3.ª - Atendendo aos seus contornos, o negócio corresponde a ato que não é usual no comércio jurídico, foi realizado ao arrepio do interesse social da 1.ª Requerida e, (intencionalmente) sem qualquer pagamento, no interesse da 2.ª Requerida, deixando a sociedade sem os imóveis, sem dinheiro e sem capacidade para desenvolver a sua atividade, tal como prevista no artigo 3.º dos seus Estatutos Sociais, o que denota a prática de ato em violação dos Estatutos por atingir diretamente o seu objeto social. Além do mais, a operação em causa corresponde a uma concessão de financiamento pela 1.ª Requerida à “3.ª Requerida”, de modo que foi também violado o n.º 3 do artigo 23.º dos Estatutos da Sociedade. Acresce que a venda foi feita em violação do artigo 397.º n.º 2 do CSC. Assim sendo, a venda, além de desrespeitar os Estatutos Sociais e afetar diretamente o interesse social, afeta – no mínimo reflexamente - o direito dos sócios previsto no artigo 21.º n.º 1 alínea a) do CSC, de quinhoar nos lucros. Acresce ainda que o negócio provocou um dano grave à sociedade 1.ª Requerida (esvaziamento patrimonial e descapitalização), em detrimento do seu interesse social.

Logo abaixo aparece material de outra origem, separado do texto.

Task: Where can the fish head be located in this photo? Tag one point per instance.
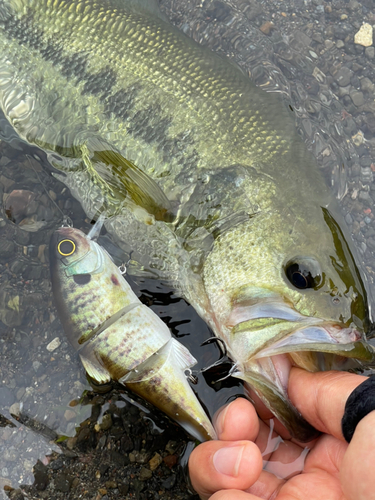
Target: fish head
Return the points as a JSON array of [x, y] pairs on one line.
[[88, 287], [286, 291]]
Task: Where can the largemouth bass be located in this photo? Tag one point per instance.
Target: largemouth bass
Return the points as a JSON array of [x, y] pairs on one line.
[[117, 337], [205, 176]]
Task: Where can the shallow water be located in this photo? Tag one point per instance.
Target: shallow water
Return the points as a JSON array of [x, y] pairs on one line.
[[40, 383]]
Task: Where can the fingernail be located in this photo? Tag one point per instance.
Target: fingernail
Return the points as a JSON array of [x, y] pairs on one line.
[[220, 419], [227, 460]]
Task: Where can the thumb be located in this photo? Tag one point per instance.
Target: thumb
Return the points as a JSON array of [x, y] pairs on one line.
[[218, 465], [321, 397]]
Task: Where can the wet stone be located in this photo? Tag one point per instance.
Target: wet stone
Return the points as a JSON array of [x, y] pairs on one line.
[[41, 476], [155, 461], [16, 495], [357, 98], [62, 483], [343, 76], [6, 397], [145, 474], [106, 422], [169, 482], [7, 249], [365, 196]]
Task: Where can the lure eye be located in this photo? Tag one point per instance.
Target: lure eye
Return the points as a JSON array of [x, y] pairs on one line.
[[303, 273], [66, 247]]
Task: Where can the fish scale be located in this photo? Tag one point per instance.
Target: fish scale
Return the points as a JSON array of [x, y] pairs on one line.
[[203, 177]]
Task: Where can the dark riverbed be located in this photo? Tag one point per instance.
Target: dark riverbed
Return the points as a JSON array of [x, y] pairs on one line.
[[111, 446]]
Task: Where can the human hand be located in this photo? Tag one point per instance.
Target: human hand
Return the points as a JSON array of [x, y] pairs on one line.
[[231, 468]]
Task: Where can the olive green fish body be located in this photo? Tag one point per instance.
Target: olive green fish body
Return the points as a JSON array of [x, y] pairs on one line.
[[208, 181], [116, 336]]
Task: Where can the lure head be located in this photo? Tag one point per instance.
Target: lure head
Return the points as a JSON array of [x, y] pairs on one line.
[[87, 286]]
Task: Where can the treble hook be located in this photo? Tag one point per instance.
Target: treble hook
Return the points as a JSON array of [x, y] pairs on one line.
[[189, 375], [223, 349], [124, 265]]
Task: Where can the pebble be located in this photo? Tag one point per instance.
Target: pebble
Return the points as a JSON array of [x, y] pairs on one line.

4.ª - O ato cuja declaração de nulidade se pretende obter na ação principal a ser proposta foi intencionalmente praticado para retirar os 11 imóveis do património da 1.ª Requerida e os integrar no património da ex administradora única, 2.ª Requerida, que para o efeito utilizou a 3.ª Requerida que é uma sociedade formalmente detida pelo seu neto o qual, no mínimo, atuou como pessoa interposta daquela, existindo claro abuso de personalidade, sendo o ato nulo por violação do n.º 2 do artigo 397º do CSC. Além disso, com o seu comportamento a 2.ª Requerida violou os deveres de diligência e de lealdade que como administradora se lhes impunham (artigo 64.º do CSC).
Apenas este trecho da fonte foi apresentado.